Pour ce qui est du groupe agricole interaméricain, je crois savoir que le premier ministre a eu des entretiens à ce sujet à Santiago et que nous allons sûrement soutenir ce groupe.

Quant à votre dernière question, c'est là un défi que je qualifierais d'intéressant. Vous avez raison: 18 ministères ont des bureaux ou des responsables chargés des affaires internationales. Dans la plupart des cas, c'est tout à fait normal. Le ministère de l'Agriculture veut vendre des produits agricoles à l'étranger et nous abritons la plupart de ses bureaux dans nos ambassades. Par ailleurs, il est normal que le ministère de l'Immigration, la GRC et d'autres soient représentés à l'étranger. Dans la plupart des cas, il ne s'agit que d'une présence organisationnelle, technique, coordonnée par les ambassadeurs ou les hauts commissaires, à leur niveau.

Sur un plan politique, le ministère continue de jouer un rôle de premier plan dans la plupart des dossiers. En général, le premier ministre demande à mes collègues, quand il leur confie un mandat, de consulter le ministre des Affaires étrangères dès qu'ils entreprennent un projet pouvant relever de la politique étrangère.

En général, tout se passe bien. Ce n'est pas parfait, et je ne voudrais certainement pas que nous nous imposions comme étant un groupe de tzars des affaires internationales, parce que nous en avons déjà suffisamment comme cela sur les bras. Nous avons déjà un rôle de coordination à remplir.

Le plus souvent, nous devons assumer ce rôle de façon ponctuelle. Je vais vous donner un exemple. À l'amorce de la crise asiatique, nous avons commencé à nous réunir régulièrement, M. Martin, M. Marchi et moi-même, pour en parler entre nous. Bien sûr, quand la crise sera passée—ce qu'on peut espérer—nous n'aurons plus à nous réunir aussi souvent, mais nous devrons tout de même veiller à coordonner nos actions dans de telles situations.

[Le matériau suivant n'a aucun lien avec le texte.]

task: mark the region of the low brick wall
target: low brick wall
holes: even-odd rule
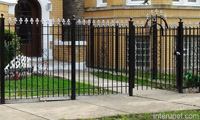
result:
[[[86,42],[76,42],[76,62],[86,62]],[[71,42],[54,42],[53,56],[54,59],[71,62]]]

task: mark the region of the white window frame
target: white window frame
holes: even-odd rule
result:
[[[173,5],[200,6],[200,0],[196,0],[196,2],[188,2],[188,0],[179,0],[179,2],[173,1]]]
[[[97,0],[97,7],[106,7],[107,3],[103,3],[103,0]]]
[[[142,3],[144,2],[143,1],[131,1],[131,0],[126,0],[126,5],[143,5]],[[151,0],[148,1],[149,2],[149,5],[151,5]],[[145,4],[147,5],[147,4]]]

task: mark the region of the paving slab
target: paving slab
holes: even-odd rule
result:
[[[41,116],[4,105],[0,105],[0,110],[0,120],[46,120]]]
[[[108,109],[105,107],[76,101],[41,102],[29,104],[9,104],[6,105],[18,110],[45,117],[50,120],[59,119],[82,119],[99,118],[102,116],[114,116],[125,114],[124,112]]]
[[[165,95],[163,94],[163,96]],[[170,98],[171,96],[168,97]],[[185,99],[191,100],[192,98]],[[171,100],[173,99],[171,98]],[[197,100],[194,102],[198,102]],[[173,101],[163,101],[162,99],[157,100],[143,96],[129,97],[127,94],[77,97],[77,100],[74,101],[6,104],[4,107],[29,113],[24,118],[35,115],[49,120],[100,118],[104,116],[115,116],[117,114],[200,109],[200,107],[193,106],[192,104],[180,104]],[[18,116],[17,113],[15,115]]]

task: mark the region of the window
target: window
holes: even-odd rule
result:
[[[200,58],[200,42],[198,41],[198,36],[193,35],[185,35],[183,38],[184,48],[183,48],[183,62],[184,68],[192,69],[192,68],[200,68],[200,64],[198,59]],[[198,59],[197,59],[198,56]],[[197,67],[198,65],[198,67]]]
[[[200,0],[173,0],[173,5],[200,6]]]
[[[97,7],[107,6],[107,0],[97,0]]]
[[[150,67],[150,36],[136,36],[136,66]]]
[[[148,4],[151,4],[151,0],[148,0]],[[147,5],[144,4],[144,0],[126,0],[126,5]]]

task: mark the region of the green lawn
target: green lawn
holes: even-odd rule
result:
[[[186,117],[188,115],[193,115],[193,119],[189,120],[199,120],[200,119],[200,111],[199,110],[186,110],[186,111],[176,111],[176,112],[163,112],[163,113],[146,113],[146,114],[129,114],[129,115],[117,115],[113,117],[103,117],[103,118],[97,118],[97,119],[85,119],[85,120],[169,120],[169,119],[154,119],[153,116],[155,115],[164,115],[173,117],[173,115],[179,115],[182,116],[182,120],[186,120]],[[195,119],[196,118],[196,119]],[[199,119],[198,119],[199,118]],[[178,119],[170,119],[170,120],[178,120]]]
[[[100,78],[105,78],[105,79],[110,79],[110,80],[117,80],[117,81],[120,81],[120,82],[128,82],[128,75],[126,77],[126,76],[123,76],[123,75],[121,76],[121,74],[112,75],[110,73],[103,73],[103,72],[94,72],[92,74],[97,76],[97,77],[100,77]],[[149,76],[144,74],[143,75],[143,79],[142,79],[142,74],[138,74],[138,77],[136,75],[135,76],[135,84],[143,85],[143,86],[149,86],[149,87],[152,87],[152,88],[174,89],[174,86],[172,86],[172,85],[169,86],[168,84],[165,85],[163,83],[160,83],[160,80],[157,80],[157,82],[156,82],[156,80],[149,81],[148,78],[151,78]]]
[[[5,96],[48,96],[71,94],[71,81],[51,77],[32,76],[27,79],[5,81]],[[10,87],[9,87],[10,86]],[[76,82],[76,94],[97,94],[98,87]],[[106,90],[104,90],[106,93]]]

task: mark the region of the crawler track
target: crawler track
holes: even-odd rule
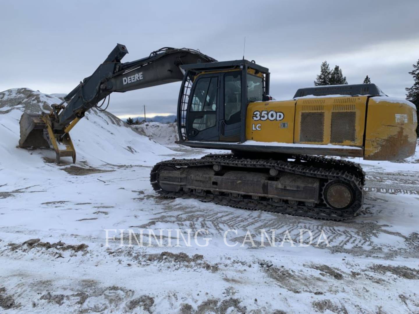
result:
[[[199,159],[173,159],[157,164],[151,170],[150,181],[154,190],[165,197],[169,198],[194,198],[204,202],[230,206],[250,210],[259,210],[295,216],[303,216],[326,220],[341,221],[356,215],[361,208],[363,201],[363,186],[365,175],[358,164],[347,160],[326,158],[316,156],[297,155],[290,156],[293,161],[283,161],[272,159],[247,159],[232,154],[207,155]],[[303,202],[296,204],[290,202],[281,201],[276,203],[268,198],[258,200],[252,199],[251,196],[241,194],[240,197],[232,196],[231,193],[218,195],[210,190],[169,192],[162,189],[159,184],[159,172],[166,167],[176,167],[212,166],[218,165],[223,167],[243,168],[275,169],[279,171],[321,179],[322,190],[328,182],[338,180],[349,185],[354,192],[353,201],[347,207],[336,209],[328,206],[324,201],[310,207]],[[265,170],[266,171],[266,170]],[[239,199],[238,199],[239,198]]]

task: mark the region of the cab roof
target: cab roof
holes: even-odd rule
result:
[[[185,71],[192,70],[197,72],[221,70],[232,68],[240,67],[241,65],[246,65],[248,68],[257,70],[264,73],[269,72],[269,69],[247,60],[233,60],[230,61],[219,61],[204,63],[194,63],[191,64],[184,64],[181,67]]]

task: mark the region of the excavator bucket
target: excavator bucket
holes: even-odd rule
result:
[[[78,120],[77,118],[77,121]],[[77,121],[72,124],[71,127],[76,123]],[[59,163],[61,157],[72,157],[73,162],[75,162],[75,150],[68,133],[70,127],[62,131],[53,130],[50,116],[46,113],[39,115],[24,113],[21,117],[19,124],[21,127],[19,147],[37,148],[52,146],[55,151],[57,163]]]
[[[49,147],[49,144],[44,135],[47,125],[41,115],[26,113],[22,115],[20,147]]]

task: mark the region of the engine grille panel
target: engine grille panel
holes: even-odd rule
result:
[[[300,142],[322,143],[324,136],[324,113],[302,112]]]
[[[354,142],[356,113],[354,111],[332,112],[330,142],[341,143]]]

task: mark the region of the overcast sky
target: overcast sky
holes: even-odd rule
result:
[[[0,1],[0,91],[67,93],[116,43],[123,62],[163,46],[199,49],[219,61],[245,57],[269,68],[271,94],[312,86],[325,60],[349,84],[368,75],[405,97],[419,59],[419,0]],[[180,83],[111,96],[119,116],[175,113]]]

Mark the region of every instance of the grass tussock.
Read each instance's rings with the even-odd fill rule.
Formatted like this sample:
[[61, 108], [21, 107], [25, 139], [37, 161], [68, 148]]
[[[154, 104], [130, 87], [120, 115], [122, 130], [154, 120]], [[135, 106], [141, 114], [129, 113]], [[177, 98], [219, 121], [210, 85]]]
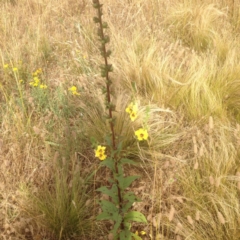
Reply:
[[[148, 225], [132, 227], [142, 239], [240, 237], [238, 5], [104, 1], [116, 132], [138, 163], [127, 171], [141, 175], [133, 208]], [[0, 4], [0, 239], [110, 230], [95, 221], [94, 190], [109, 173], [91, 146], [108, 130], [93, 16], [89, 1]], [[142, 125], [150, 149], [134, 139]]]

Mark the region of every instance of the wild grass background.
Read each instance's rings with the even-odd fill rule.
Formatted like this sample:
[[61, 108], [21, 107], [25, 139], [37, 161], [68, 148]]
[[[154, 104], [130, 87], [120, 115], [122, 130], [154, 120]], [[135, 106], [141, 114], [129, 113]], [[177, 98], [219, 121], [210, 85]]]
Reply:
[[[88, 0], [0, 2], [1, 239], [108, 239], [109, 224], [94, 221], [108, 176], [90, 141], [107, 131], [94, 15]], [[240, 1], [105, 0], [104, 20], [116, 131], [139, 162], [128, 169], [141, 175], [134, 208], [149, 221], [133, 230], [238, 240]], [[47, 89], [29, 85], [39, 68]], [[126, 120], [133, 97], [134, 126], [148, 109], [150, 149]]]

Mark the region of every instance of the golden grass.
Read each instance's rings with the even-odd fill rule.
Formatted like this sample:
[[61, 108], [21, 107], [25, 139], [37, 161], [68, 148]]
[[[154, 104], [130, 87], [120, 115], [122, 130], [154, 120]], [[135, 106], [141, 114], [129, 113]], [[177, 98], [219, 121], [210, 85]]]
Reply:
[[[104, 1], [116, 132], [123, 151], [139, 163], [127, 171], [142, 175], [133, 189], [143, 201], [134, 208], [149, 224], [133, 229], [146, 231], [143, 239], [240, 237], [239, 9], [238, 0]], [[54, 200], [53, 179], [64, 179], [56, 151], [79, 161], [84, 174], [98, 168], [90, 138], [104, 144], [108, 125], [93, 16], [84, 0], [0, 4], [0, 239], [68, 235], [53, 234], [49, 218], [27, 209], [29, 191]], [[46, 90], [29, 86], [38, 68]], [[73, 85], [80, 96], [68, 91]], [[133, 99], [140, 111], [131, 123], [125, 107]], [[133, 138], [142, 122], [150, 148]], [[70, 180], [74, 166], [60, 183]], [[92, 190], [108, 173], [98, 174], [88, 185]], [[94, 217], [93, 192], [85, 197], [94, 199]], [[61, 200], [71, 196], [58, 194], [52, 212], [66, 211]], [[89, 235], [76, 232], [75, 239], [105, 239], [108, 224], [98, 226], [87, 226]]]

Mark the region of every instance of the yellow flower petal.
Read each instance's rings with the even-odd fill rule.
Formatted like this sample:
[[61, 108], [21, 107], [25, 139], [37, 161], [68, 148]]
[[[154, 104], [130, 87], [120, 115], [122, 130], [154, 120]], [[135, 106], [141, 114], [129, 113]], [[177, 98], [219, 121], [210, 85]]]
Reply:
[[140, 128], [137, 131], [135, 131], [135, 135], [138, 141], [143, 141], [148, 139], [148, 132], [146, 129], [143, 129], [143, 128]]

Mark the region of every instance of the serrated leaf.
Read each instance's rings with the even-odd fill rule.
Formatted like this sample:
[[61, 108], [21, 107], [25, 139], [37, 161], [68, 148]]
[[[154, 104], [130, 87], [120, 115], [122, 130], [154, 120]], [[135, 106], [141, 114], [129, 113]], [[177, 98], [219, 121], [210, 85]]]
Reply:
[[128, 158], [122, 158], [119, 160], [120, 164], [130, 164], [130, 165], [137, 165], [137, 163], [131, 159]]
[[120, 232], [120, 240], [131, 240], [132, 233], [128, 229], [124, 229]]
[[119, 182], [119, 187], [122, 190], [125, 190], [126, 188], [128, 188], [132, 184], [132, 182], [135, 181], [138, 178], [139, 178], [139, 176], [128, 176], [128, 177], [119, 176], [119, 177], [116, 177], [116, 179]]
[[[118, 215], [116, 220], [115, 220], [113, 230], [111, 231], [113, 233], [113, 235], [115, 236], [115, 238], [117, 237], [117, 232], [119, 230], [119, 227], [120, 227], [121, 223], [122, 223], [122, 216]], [[116, 239], [118, 239], [118, 238], [116, 238]]]
[[126, 213], [133, 205], [134, 202], [140, 202], [141, 200], [135, 196], [133, 192], [129, 192], [124, 194], [123, 196], [124, 201], [127, 201], [122, 207], [122, 212]]
[[107, 158], [104, 161], [102, 161], [101, 166], [108, 167], [112, 172], [114, 171], [114, 161], [112, 158]]
[[124, 221], [147, 223], [147, 219], [145, 218], [145, 216], [142, 213], [137, 212], [137, 211], [131, 211], [131, 212], [127, 213], [124, 217]]
[[142, 238], [135, 233], [131, 233], [131, 236], [133, 237], [134, 240], [142, 240]]
[[116, 184], [113, 184], [111, 189], [108, 189], [106, 186], [103, 186], [103, 187], [98, 188], [97, 191], [108, 195], [109, 197], [112, 198], [115, 205], [118, 205], [119, 199], [118, 199], [118, 195], [117, 195], [117, 185]]
[[102, 208], [103, 213], [106, 213], [108, 215], [108, 219], [117, 221], [119, 209], [115, 206], [115, 204], [107, 200], [102, 200], [100, 202], [100, 206]]
[[102, 213], [97, 215], [96, 219], [98, 221], [100, 221], [100, 220], [112, 220], [112, 215], [109, 215], [106, 212], [102, 212]]

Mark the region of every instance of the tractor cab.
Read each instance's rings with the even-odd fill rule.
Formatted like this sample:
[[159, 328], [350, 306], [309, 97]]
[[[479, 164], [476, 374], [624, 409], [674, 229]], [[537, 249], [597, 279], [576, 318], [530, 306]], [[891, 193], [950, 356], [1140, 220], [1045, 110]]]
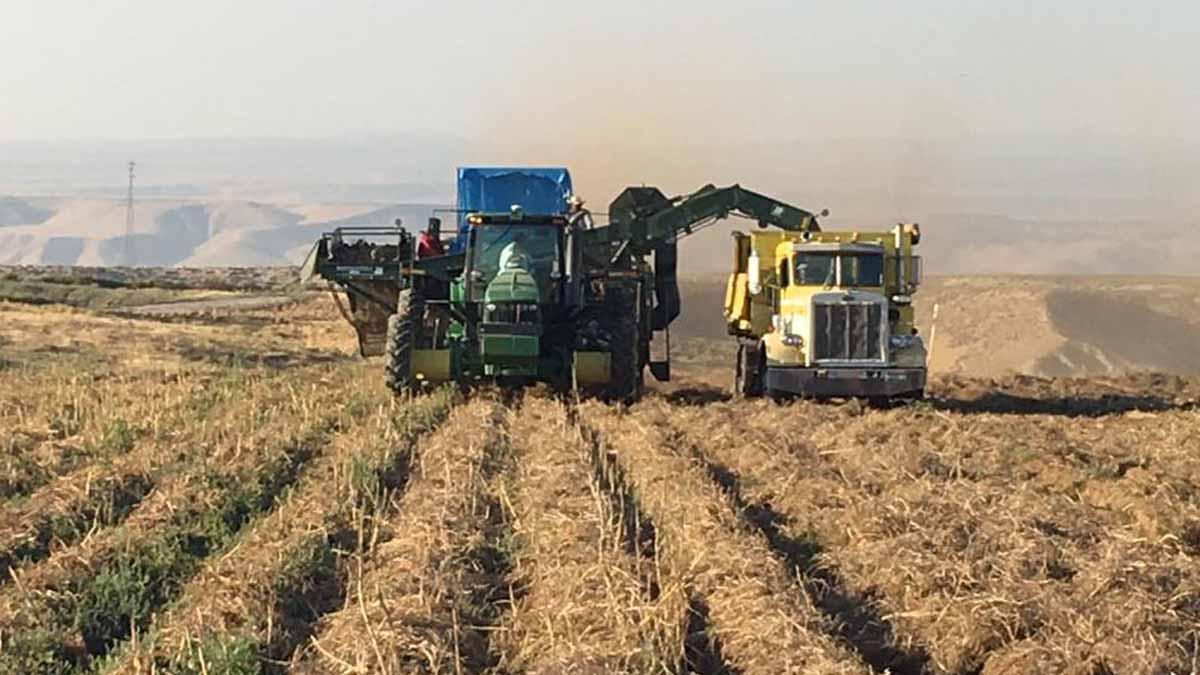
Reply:
[[557, 301], [563, 279], [563, 216], [474, 214], [468, 217], [468, 303]]
[[484, 372], [538, 377], [547, 313], [560, 304], [563, 235], [557, 215], [473, 214], [463, 295], [479, 307]]

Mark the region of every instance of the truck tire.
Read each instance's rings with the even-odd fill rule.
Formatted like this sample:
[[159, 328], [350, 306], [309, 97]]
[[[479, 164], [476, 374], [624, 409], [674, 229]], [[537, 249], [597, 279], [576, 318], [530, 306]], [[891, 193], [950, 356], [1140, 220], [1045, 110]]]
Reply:
[[762, 347], [757, 345], [738, 345], [734, 364], [733, 394], [740, 399], [757, 399], [764, 389], [766, 368]]
[[413, 350], [425, 325], [425, 298], [413, 288], [400, 292], [396, 313], [388, 317], [388, 348], [384, 354], [384, 377], [388, 388], [404, 394], [415, 388], [413, 382]]
[[632, 402], [642, 393], [637, 307], [628, 291], [613, 291], [605, 301], [608, 319], [610, 362], [605, 398]]

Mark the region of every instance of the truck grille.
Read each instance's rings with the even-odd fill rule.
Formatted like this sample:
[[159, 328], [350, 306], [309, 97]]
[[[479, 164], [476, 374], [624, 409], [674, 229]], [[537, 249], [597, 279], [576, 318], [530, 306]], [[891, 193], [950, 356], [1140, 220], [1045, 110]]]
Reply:
[[814, 303], [814, 360], [883, 360], [883, 305]]

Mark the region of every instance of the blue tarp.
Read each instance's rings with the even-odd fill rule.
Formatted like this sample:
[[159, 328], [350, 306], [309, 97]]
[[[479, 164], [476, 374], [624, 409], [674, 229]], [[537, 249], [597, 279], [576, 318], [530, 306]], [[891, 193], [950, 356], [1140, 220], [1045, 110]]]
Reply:
[[508, 213], [520, 204], [527, 214], [566, 213], [571, 174], [565, 168], [462, 167], [458, 169], [458, 238], [451, 250], [467, 245], [467, 214]]

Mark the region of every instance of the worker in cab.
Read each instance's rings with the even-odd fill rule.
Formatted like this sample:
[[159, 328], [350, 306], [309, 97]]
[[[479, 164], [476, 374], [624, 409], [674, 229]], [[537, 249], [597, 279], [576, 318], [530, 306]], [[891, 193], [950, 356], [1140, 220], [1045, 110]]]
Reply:
[[497, 274], [510, 269], [528, 269], [529, 253], [526, 251], [526, 233], [518, 232], [512, 241], [509, 241], [500, 250], [500, 267]]
[[442, 219], [431, 217], [425, 232], [416, 240], [418, 258], [436, 258], [446, 253], [442, 245]]
[[583, 197], [578, 195], [571, 195], [566, 199], [566, 222], [571, 229], [592, 229], [592, 211], [583, 203]]

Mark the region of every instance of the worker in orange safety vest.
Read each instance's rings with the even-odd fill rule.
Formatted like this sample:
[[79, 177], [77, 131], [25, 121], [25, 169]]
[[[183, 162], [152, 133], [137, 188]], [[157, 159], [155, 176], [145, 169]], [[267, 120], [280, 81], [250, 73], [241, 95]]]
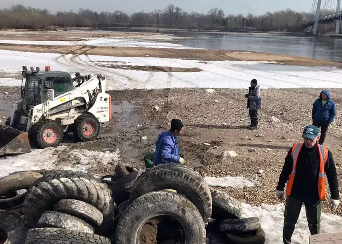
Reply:
[[288, 152], [276, 190], [277, 197], [283, 199], [287, 182], [283, 229], [284, 244], [291, 243], [303, 203], [311, 234], [319, 233], [322, 201], [326, 200], [325, 175], [330, 189], [331, 210], [334, 211], [340, 203], [337, 173], [333, 155], [326, 146], [318, 143], [318, 128], [312, 125], [306, 126], [302, 137], [303, 143], [294, 143]]

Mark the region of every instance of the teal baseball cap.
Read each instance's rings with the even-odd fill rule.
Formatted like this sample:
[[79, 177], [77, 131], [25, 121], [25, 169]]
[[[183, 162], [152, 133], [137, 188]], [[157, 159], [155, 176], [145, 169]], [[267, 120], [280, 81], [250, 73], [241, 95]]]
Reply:
[[308, 125], [303, 131], [302, 137], [303, 138], [309, 138], [314, 140], [317, 136], [319, 135], [319, 129], [315, 125]]

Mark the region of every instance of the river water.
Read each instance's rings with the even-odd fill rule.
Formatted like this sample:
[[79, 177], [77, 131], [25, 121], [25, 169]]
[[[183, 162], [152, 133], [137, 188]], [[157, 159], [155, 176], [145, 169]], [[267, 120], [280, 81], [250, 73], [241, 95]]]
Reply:
[[[134, 32], [156, 32], [156, 29], [110, 28], [103, 30]], [[161, 30], [160, 33], [173, 33]], [[254, 51], [288, 54], [337, 62], [342, 61], [342, 39], [313, 37], [287, 33], [233, 33], [215, 34], [200, 31], [176, 30], [176, 36], [192, 39], [173, 41], [187, 47], [210, 49]]]

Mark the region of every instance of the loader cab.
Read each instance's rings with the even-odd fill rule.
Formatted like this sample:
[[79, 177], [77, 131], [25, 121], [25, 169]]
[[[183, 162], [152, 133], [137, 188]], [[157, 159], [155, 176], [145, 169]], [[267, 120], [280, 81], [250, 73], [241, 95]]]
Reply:
[[[23, 66], [21, 97], [23, 99], [22, 113], [27, 113], [32, 107], [46, 102], [48, 100], [48, 90], [53, 89], [54, 98], [74, 90], [71, 76], [69, 73], [51, 71], [50, 67], [39, 72], [37, 67], [30, 71]], [[50, 98], [51, 99], [51, 98]]]

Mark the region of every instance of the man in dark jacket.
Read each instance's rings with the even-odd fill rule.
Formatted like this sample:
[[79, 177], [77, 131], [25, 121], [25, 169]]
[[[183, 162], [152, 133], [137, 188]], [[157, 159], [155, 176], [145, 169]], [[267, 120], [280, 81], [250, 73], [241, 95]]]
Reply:
[[245, 95], [247, 98], [247, 108], [249, 108], [251, 124], [247, 128], [251, 130], [257, 129], [258, 119], [258, 110], [261, 109], [261, 90], [257, 84], [257, 80], [253, 79], [251, 81], [251, 86], [248, 88], [248, 94]]
[[153, 165], [164, 163], [184, 164], [184, 158], [179, 157], [179, 148], [177, 138], [182, 134], [184, 129], [180, 120], [173, 119], [171, 121], [171, 128], [159, 134], [156, 143]]
[[328, 148], [317, 143], [318, 128], [314, 125], [308, 125], [302, 136], [304, 143], [295, 143], [288, 151], [276, 190], [277, 197], [283, 199], [284, 188], [287, 182], [283, 229], [284, 244], [291, 243], [303, 203], [310, 233], [312, 235], [319, 233], [321, 202], [325, 200], [324, 173], [330, 189], [330, 209], [335, 210], [340, 203], [334, 159]]
[[330, 92], [327, 90], [322, 91], [319, 98], [314, 103], [312, 112], [313, 124], [321, 127], [320, 144], [324, 142], [329, 126], [336, 115], [336, 105], [330, 99]]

Je préfère que les choses se passent ainsi, plutôt que de nous en remettre à une structure formelle, parce que les choses évoluent très rapidement. Bien sûr, nous pouvons toujours rater une ou deux occasions.

Le président: Merci beaucoup, monsieur le ministre.

Comme vous le voyez, nous vous sommes reconnaissants de nous avoir accordé un peu plus de temps et, en fin de compte, nous n'en avons pas abusé. Sachez que nous avons beaucoup apprécié votre geste.

Nous demanderons à M. Marchi pourquoi le budget du ministère de l'Agriculture est supérieur au sien pour la vente de produits à l'étranger. Si je me rappelle bien, il est considérablement supérieur.

M. Lloyd Axworthy: Je suis sûr qu'il saura vous donner une bonne réponse.

Le président: Je n'en doute pas. Nous avons hâte de le rencontrer.

Merci beaucoup de vous être déplacé, monsieur le ministre.

M. Lloyd Axworthy: Merci beaucoup.

Le président: La séance est levée, nous nous retrouverons le 7 mai.